La terre riait encore (2)

Sur la nostalgie, je lisais récemment cette remarque d'un Européen de l'Est qui se demandait pourquoi la génération de ses parents continuaient à éprouver de la nostalgie pour l'époque communiste : finalement, disait-il, mes parents ne sont pas nostalgiques des longues files d'attente, des privations de liberté, des organisations de propagande... Ils sont nostalgiques de leur jeunesse. 

La terre riait encore

"La terre riait encore" Jacques Chardonne cité par Michel Deon (qui lit encore l'un ou l'autre?), citation dégottée dans un bouquin jauni mais passionnant et au titre aguicheur: le rendez-vous de Patmos.

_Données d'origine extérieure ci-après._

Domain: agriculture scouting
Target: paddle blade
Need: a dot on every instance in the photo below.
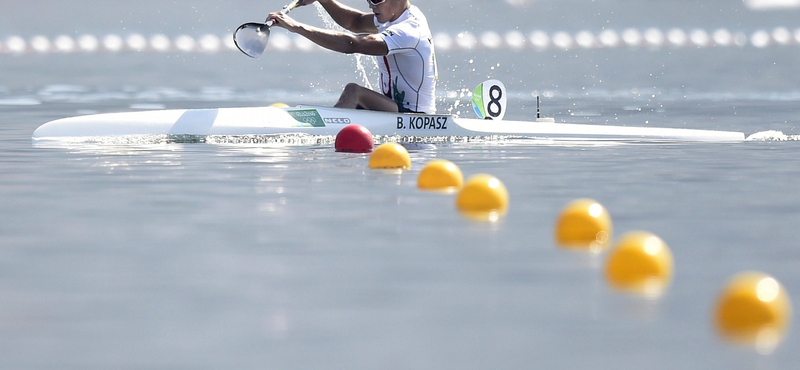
(252, 38)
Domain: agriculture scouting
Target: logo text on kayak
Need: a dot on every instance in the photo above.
(422, 123)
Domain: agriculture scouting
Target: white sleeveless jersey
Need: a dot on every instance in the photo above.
(408, 72)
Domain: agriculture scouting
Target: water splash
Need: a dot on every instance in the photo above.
(772, 135)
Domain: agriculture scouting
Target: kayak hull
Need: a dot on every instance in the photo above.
(329, 121)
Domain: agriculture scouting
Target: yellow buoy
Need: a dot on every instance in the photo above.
(390, 156)
(640, 262)
(753, 308)
(583, 224)
(440, 175)
(483, 197)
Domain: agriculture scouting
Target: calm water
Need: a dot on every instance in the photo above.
(206, 256)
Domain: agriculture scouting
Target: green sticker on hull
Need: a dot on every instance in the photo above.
(307, 118)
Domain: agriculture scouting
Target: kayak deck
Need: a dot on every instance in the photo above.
(329, 121)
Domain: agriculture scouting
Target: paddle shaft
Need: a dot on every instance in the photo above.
(285, 10)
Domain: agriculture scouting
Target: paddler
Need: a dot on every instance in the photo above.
(397, 34)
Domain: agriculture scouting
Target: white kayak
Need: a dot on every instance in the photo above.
(315, 120)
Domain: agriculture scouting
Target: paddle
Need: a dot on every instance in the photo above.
(251, 38)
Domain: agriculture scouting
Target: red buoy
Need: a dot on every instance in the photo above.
(354, 139)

Dans le livre, il s'agit de la nostalgie de la Grèce d'avant-guerre, celle de Lawrence Durell... Chaque époque est nostalgique de la précédente. Michel Déon va chercher loin la Grèce authentique, tant les touristes envahissent les îles, les monastères et les villages se vident... On parle des années 1960.

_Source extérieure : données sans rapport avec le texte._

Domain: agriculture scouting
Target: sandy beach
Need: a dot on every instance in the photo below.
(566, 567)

Si je plonge dans mes souvenirs, je crois avoir vu un peu de cette Grèce enchantée, les petits ports déserts, les tavernes où l'on passait dans la cuisine choisir son plat en soulevant les marmites (quel plaisir!), les chèvres capricieuses, la simplicité de la vie... Était-ce une réalité, une illusion ? Pour un petit enfant du péri-urbain qui ne connaissait que son pavillon, son école et son supermarché, la Grèce offrait un contraste presque démesuré. D'ailleurs, les souvenirs de l'enfance à la maison et ceux de l'enfance en vacances sont comme deux univers éloignés, à peine reliés par quelques réseaux d'étoiles. 

Au mitan de sa vie

Sylvain Tesson commentait sur le destin d'Ulysse et des autres héros, dont l'objectif était d'être "au mitan" de leur vie, là où le soleil tombe directement, sans les ombres projetées de la nostalgie ou de l'envie. L'homme ne peut se dire heureux, n'être dans la plénitude de son être, que s'il s'affranchit de ses tensions en avant ou en arrière. "Je suis là où je dois être."

À un moment, il y a quelques semaines, je l'ai pensé. Mais c'est un état impermanent (contrairement à ce que suggère le "ser feliz" de la langue espagnole). Plus le temps passent, plus les regrets s'accumulent, et plus les frustrations grandissent - car le champ des possibles se réduit, et remettre à demain devient une pratique incertaine. Mais les objets de nos regrets et de nos frustrations perdent aussi de leur valeur. 


jeudi 9 septembre 2021

Une source obscure d'autorité

Parmi les nombreuses énigmes de ma jeunesse, cette question qui revient sans cesse: pourquoi mon père ne m'a jamais parlé ? Pourquoi il ne m'a jamais rien dit ?

Bien sûr, il bavardait, racontait des anecdotes professionnelles, parfois un souvenir lointain et peu précis. Mais par exemple, d'expliquer pourquoi ce souvenir un compter, pourquoi son métier l'intéressait (ou pas), cela je ne l'ai jamais entendu.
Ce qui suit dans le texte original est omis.